D. Ray Tuttle
Dolan Media Newswires
Oklahoma City — The business of converting wind into a useful form of energy continues to grow as manufacturers around the world look to establish a foothold in the mushrooming U.S. market.
Since the early 1990s, wind energy technology has seen substantial growth in the U.S. utility and residential markets. The U.S. has added more wind energy to its grid than any other country.
The nation’s emerging midsize wind turbine market recently attracted 110 wind turbine designers, manufacturers, suppliers and operators from across the country to Northeastern State University at Broken Arrow.

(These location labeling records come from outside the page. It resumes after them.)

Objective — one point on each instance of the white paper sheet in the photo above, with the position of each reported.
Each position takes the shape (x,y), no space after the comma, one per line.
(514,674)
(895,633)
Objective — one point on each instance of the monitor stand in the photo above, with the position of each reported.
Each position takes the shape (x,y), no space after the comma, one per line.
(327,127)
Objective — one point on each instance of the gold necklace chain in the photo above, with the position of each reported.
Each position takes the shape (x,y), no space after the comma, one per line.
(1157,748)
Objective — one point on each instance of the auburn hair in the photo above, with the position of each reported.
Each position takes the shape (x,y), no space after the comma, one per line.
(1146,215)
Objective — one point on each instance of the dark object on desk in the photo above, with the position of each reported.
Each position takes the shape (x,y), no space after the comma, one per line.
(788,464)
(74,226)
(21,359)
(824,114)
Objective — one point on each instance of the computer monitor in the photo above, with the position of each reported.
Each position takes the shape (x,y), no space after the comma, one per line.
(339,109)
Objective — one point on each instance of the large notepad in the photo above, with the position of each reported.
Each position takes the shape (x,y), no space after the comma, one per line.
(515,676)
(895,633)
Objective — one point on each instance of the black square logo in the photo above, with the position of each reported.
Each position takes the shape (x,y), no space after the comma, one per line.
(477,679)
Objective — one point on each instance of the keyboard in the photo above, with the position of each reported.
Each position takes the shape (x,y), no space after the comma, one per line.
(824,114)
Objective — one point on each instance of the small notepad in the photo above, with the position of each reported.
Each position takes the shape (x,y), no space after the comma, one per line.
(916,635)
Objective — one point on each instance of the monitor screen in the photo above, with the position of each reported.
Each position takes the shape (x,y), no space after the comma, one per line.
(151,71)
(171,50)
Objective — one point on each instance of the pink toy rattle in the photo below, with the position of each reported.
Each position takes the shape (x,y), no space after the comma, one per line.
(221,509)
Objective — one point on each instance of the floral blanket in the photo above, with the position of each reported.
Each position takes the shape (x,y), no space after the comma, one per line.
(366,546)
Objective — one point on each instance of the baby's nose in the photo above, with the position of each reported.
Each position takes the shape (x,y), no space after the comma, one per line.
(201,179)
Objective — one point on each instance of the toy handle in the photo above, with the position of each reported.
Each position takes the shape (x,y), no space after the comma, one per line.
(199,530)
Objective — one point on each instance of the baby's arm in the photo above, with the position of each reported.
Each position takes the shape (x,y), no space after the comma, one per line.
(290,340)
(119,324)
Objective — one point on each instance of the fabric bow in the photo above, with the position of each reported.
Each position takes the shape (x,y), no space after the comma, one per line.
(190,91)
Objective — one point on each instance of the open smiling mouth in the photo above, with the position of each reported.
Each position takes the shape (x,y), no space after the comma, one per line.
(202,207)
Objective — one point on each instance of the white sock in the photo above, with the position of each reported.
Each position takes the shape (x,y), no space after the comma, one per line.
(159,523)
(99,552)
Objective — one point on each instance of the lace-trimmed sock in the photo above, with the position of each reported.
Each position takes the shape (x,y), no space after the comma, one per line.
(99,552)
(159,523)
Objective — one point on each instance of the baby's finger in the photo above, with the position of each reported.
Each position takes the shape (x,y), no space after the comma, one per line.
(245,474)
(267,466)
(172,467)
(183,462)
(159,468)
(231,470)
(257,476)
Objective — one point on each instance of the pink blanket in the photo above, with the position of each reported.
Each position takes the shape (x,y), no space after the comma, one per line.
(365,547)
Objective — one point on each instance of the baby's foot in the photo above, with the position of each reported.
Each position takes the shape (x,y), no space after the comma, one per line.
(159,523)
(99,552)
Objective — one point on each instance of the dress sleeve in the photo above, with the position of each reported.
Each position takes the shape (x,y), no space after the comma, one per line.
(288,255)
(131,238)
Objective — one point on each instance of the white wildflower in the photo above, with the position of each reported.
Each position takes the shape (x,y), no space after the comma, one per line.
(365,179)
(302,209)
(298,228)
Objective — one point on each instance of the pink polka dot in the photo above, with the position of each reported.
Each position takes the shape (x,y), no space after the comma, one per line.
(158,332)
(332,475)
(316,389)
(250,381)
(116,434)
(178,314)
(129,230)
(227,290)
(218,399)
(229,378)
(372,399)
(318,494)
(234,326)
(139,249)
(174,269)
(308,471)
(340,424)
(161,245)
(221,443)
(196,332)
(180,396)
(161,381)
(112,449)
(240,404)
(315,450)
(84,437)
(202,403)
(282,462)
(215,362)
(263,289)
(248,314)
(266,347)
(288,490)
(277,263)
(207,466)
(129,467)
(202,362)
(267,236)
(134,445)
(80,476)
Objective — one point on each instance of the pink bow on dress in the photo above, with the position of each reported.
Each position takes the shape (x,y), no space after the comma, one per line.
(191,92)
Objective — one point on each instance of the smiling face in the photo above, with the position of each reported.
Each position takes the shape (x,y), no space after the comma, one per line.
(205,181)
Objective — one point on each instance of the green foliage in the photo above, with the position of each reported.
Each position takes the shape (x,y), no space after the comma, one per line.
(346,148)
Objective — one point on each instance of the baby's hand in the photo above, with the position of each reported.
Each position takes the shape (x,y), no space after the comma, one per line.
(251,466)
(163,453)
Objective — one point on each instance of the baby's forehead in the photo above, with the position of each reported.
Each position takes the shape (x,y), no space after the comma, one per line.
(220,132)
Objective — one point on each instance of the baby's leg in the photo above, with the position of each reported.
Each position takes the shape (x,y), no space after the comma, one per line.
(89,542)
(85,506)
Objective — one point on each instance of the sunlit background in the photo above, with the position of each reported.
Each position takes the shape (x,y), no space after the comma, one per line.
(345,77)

“The market potential is huge, said Ed Weston, director of the Great Lakes Wind Network. The Broken Arrow workshop was sponsored by the National Renewable Energy Laboratory and the Great Lakes Wind Network.
“Growth in the wind market is expected to top 20 percent for the next few years and remain at double-digit rates over the next 20 years,” Weston said.
Company officials discussed the market opportunities, the anatomy of a turbine, how companies get started and tips on what is needed to succeed in the market.
Wind energy costs a fifth of what it did in the 1980s, said Trudy Forsyth, a senior project leader of the National Renewable Energy Laboratory.
“This is a cutting-edge development because, for us in the Midwest, we have a wonderful wind resource,” she said.
The reason the midsize market has not grown as quickly is because manufacturers are following the European model, Forsyth said.
“The problem is that as the wind market has grown, people are looking for bigger and bigger machines. We have followed the Europeans down the multimegawatt path,” Forsyth said. “Because the larger the machine, the cheaper the per-kilowatt-hour costs are.”
Europeans have less room to work with, so they can only install large machines, she said.
“If they put up a turbine, they will put up as big a turbine as they can get,” Forsyth said.
For U.S. manufacturers, the potential is big in the midsize market because only a fraction of the parts that go into the turbines are made in the U.S. Midsize turbines produce between 100 kilowatts and 1 megawatt of electricity.
“The midsize market, which is projected to be 220 gigawatts and more than six times the currently installed wind power capacity, represents an enormous growth opportunity,” Weston said.